The MS 60 is clearly a ploy to get more sales. It may work. I think it is needed to hit this year's sales guidance, draw in Model 3 reservations into new MS 60 this year (again, it is about unit sales - they already know people don't care about financial losses). $8500 off the MS 75 price. Very smart to offer this sale to try to meet guidance.
it is not autopilot to fear. It is the entitlement to drive dozens of MPH over the speed limits because they bought a car that can go 155 mph top speed and is rated the "safest sedan..." When there is corporate hubris, it is sold with the product. It is worse than I had hoped to come from the EV industry and dwarfs the dbags in BMWs that think they own the road. With HOV sticker in hand and 5.6 crash test stars, owners think they own a battletank. With Autopilot allowing them to work while the car drives them to work.
I see you did some weird power-math here and assume that a 90 kWh Battery going to 100 kWh actually adds 50 horsepower.
Power = is in Watts. Volts times Amps. Unless they upgrade contactors to allow more amps, it won't happen. Unless the motors are rated for higher Amps, it won't happen. A larger pack running the same count of cells in the same configuration will be the same voltage. So, where does the extra power come from? Pulling more Amps instantaneously off the pack? And if so, would this be of value to anyone other than drag racers or very-wealthy folks who "must have the latest thing"?
What would sell even more are MS 50 with less power, $4500 less cost than an MS 60.
Not everyone wants to shred tires.
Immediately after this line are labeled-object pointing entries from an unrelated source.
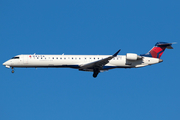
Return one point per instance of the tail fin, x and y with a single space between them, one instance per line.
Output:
158 49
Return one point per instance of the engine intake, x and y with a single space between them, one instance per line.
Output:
132 56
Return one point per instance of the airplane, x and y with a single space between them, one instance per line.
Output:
92 63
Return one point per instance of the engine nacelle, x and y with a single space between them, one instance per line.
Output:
131 56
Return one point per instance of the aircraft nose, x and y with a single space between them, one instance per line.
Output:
5 63
160 60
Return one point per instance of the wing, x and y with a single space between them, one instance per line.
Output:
100 63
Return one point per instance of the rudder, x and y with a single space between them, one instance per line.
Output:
158 49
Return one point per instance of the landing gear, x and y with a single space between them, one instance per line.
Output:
96 72
12 70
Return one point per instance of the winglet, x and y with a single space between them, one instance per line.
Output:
116 53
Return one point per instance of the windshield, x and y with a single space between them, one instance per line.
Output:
15 58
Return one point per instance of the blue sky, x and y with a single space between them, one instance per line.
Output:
89 27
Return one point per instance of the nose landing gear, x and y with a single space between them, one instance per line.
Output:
12 70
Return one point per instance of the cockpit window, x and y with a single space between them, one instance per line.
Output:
15 58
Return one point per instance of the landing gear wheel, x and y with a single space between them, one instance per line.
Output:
96 72
95 75
12 70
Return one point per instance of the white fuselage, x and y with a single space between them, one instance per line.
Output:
76 61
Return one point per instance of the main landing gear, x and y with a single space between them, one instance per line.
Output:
96 72
12 70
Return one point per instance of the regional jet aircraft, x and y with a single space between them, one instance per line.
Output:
92 63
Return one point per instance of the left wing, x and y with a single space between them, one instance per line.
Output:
100 63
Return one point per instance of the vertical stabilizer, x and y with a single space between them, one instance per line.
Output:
158 49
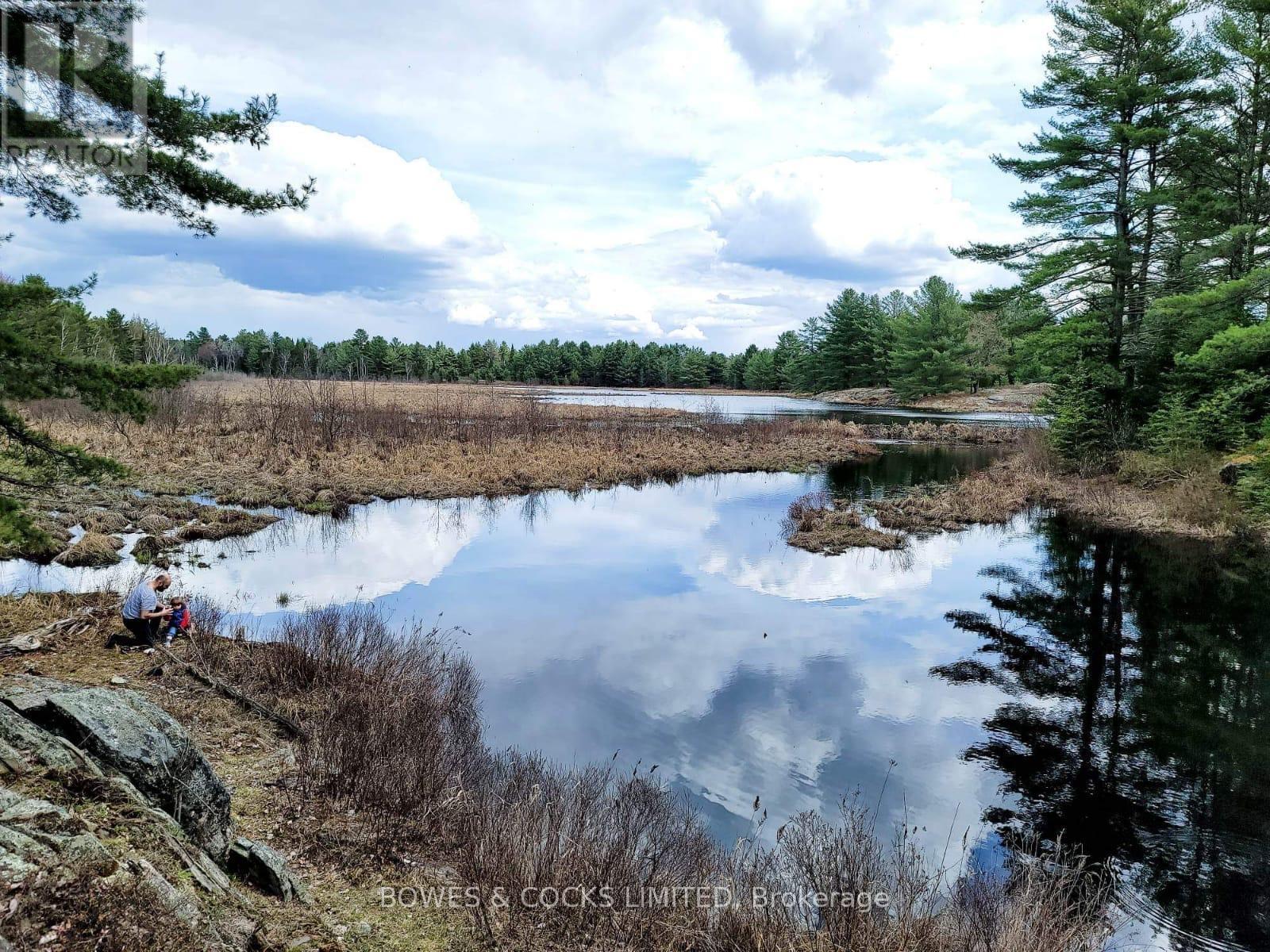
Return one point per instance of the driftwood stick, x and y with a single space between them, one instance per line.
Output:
235 695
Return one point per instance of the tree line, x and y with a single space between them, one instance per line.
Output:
926 343
1141 290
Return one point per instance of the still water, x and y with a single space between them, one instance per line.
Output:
740 406
1033 678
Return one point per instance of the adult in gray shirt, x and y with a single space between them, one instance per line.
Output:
141 612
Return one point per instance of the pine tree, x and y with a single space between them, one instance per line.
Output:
931 349
173 144
1119 79
854 349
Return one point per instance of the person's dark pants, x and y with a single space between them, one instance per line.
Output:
143 631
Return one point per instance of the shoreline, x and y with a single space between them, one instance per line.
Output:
333 862
1195 508
268 443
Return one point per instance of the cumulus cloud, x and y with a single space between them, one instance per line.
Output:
832 213
366 194
689 332
687 169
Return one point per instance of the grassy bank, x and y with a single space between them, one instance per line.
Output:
1018 399
394 786
317 443
1147 495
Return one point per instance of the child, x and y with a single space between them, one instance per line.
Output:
179 621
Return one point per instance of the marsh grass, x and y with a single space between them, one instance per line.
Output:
321 444
92 549
394 763
818 524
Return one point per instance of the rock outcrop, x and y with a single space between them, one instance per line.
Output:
125 731
37 835
264 867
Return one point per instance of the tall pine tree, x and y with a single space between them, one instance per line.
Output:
931 351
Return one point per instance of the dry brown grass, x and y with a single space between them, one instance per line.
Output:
383 749
92 549
817 524
524 823
1162 501
289 442
1016 397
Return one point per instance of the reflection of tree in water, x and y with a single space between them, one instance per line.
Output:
1140 683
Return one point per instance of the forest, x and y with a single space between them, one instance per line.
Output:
1141 290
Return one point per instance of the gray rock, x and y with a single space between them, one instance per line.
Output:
264 867
23 746
140 740
37 835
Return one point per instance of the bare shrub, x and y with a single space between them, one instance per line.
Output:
533 827
391 717
806 513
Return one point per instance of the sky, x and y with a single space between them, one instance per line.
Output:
709 171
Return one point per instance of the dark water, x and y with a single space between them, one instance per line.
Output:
1035 678
741 406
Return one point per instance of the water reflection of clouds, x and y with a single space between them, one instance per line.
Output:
635 619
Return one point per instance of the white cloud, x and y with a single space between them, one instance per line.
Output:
837 209
471 313
366 194
689 332
647 169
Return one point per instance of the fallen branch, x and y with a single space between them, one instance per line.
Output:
35 639
233 693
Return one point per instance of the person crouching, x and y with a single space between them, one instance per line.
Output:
143 613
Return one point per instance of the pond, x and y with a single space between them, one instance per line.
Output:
1032 678
741 406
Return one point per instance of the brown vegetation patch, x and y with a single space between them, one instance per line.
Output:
514 822
103 520
816 524
1149 495
92 549
311 443
216 524
1015 397
156 524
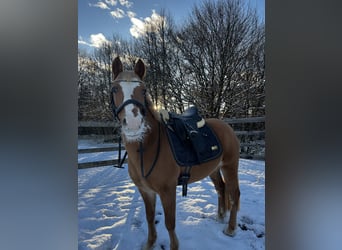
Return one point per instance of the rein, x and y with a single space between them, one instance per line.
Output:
141 151
143 107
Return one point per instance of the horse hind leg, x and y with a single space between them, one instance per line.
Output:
168 199
150 204
216 178
232 198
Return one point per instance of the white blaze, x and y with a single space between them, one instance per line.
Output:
135 127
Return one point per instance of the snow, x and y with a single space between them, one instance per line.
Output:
111 212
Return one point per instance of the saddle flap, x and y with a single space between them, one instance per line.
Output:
191 140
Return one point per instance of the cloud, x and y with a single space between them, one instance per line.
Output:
100 5
126 3
137 28
149 24
118 13
96 40
131 14
111 2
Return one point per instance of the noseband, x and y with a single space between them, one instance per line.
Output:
116 110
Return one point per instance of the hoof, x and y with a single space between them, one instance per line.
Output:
229 232
148 247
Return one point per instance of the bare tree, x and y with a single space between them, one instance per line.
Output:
214 44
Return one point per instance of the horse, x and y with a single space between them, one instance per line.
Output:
151 164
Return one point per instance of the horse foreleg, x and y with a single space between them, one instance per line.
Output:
168 199
232 192
216 178
150 205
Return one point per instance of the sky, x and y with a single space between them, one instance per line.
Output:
99 20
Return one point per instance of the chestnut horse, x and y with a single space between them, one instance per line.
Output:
151 164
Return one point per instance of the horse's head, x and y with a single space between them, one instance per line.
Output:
129 99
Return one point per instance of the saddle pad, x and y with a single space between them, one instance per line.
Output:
199 149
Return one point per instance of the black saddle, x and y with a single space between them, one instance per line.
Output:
192 141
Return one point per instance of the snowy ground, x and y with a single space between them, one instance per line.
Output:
112 216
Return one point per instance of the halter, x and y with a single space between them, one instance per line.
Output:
143 108
117 110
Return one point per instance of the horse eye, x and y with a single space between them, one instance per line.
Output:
115 89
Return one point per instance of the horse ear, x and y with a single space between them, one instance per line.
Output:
140 69
117 67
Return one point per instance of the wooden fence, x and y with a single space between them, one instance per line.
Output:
250 131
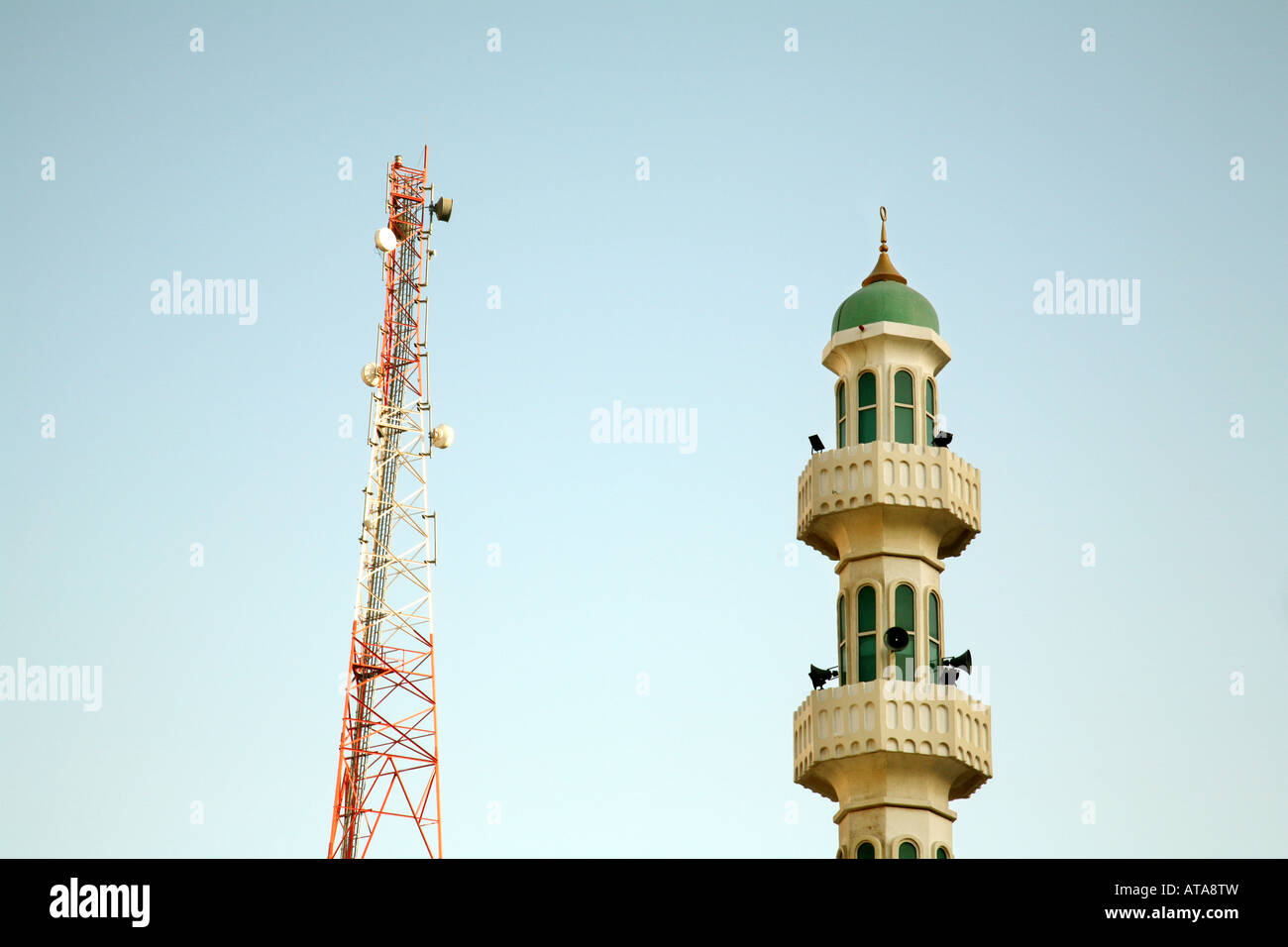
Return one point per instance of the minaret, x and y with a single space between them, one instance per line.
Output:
892 742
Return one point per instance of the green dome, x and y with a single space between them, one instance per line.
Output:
885 302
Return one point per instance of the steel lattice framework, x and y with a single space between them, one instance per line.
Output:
387 770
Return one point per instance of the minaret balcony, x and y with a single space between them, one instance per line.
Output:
938 723
883 474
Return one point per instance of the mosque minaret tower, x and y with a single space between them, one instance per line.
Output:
894 741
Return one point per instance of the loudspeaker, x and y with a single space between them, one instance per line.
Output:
818 677
896 638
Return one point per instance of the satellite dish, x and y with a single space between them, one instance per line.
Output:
443 436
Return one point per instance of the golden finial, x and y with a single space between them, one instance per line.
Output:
885 268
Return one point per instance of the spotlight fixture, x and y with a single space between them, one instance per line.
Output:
820 676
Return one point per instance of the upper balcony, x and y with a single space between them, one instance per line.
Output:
894 474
Nissan Leaf and Chevy Volts have more green-light step-on-it power than most consumers need. Power is acceleration - and power is for sustaining very high rates of speeds. Commuters typically need neither.
If then else logic...
If they are seeing 60-65% Model S off the line.
And if Model S vin # issuances were averaging under 1000/week for the last six months (inclusive of June 20) seen below. Then how the heck can they be sustaining 2000/week if the # of Model X is less than S?
They probably had one week of 2000/wk and capitalized on that instant (much like the plan to exit 2015 with a 100,000/year run-rate statement).
Dateline July 31, 2014... (we had to retool the factory for this)
The expected run-rate of "Production and Demand" was to be 1000 each, per week, exiting 2015.
Or 100,000 Annualized per year was the big press coverage at the time.
Meaning 2000 cars (MS, MX) produced per week the end the calendar year of 2015.
And many of us "naysayers" were saying that the run-rate was not going to happen.
But the CEO said it was.
Norway is wealthy because of oil. They will continue to pump oil and export it to keep making money.
Wake me when Norway shutters all oil wells and stops selling oil.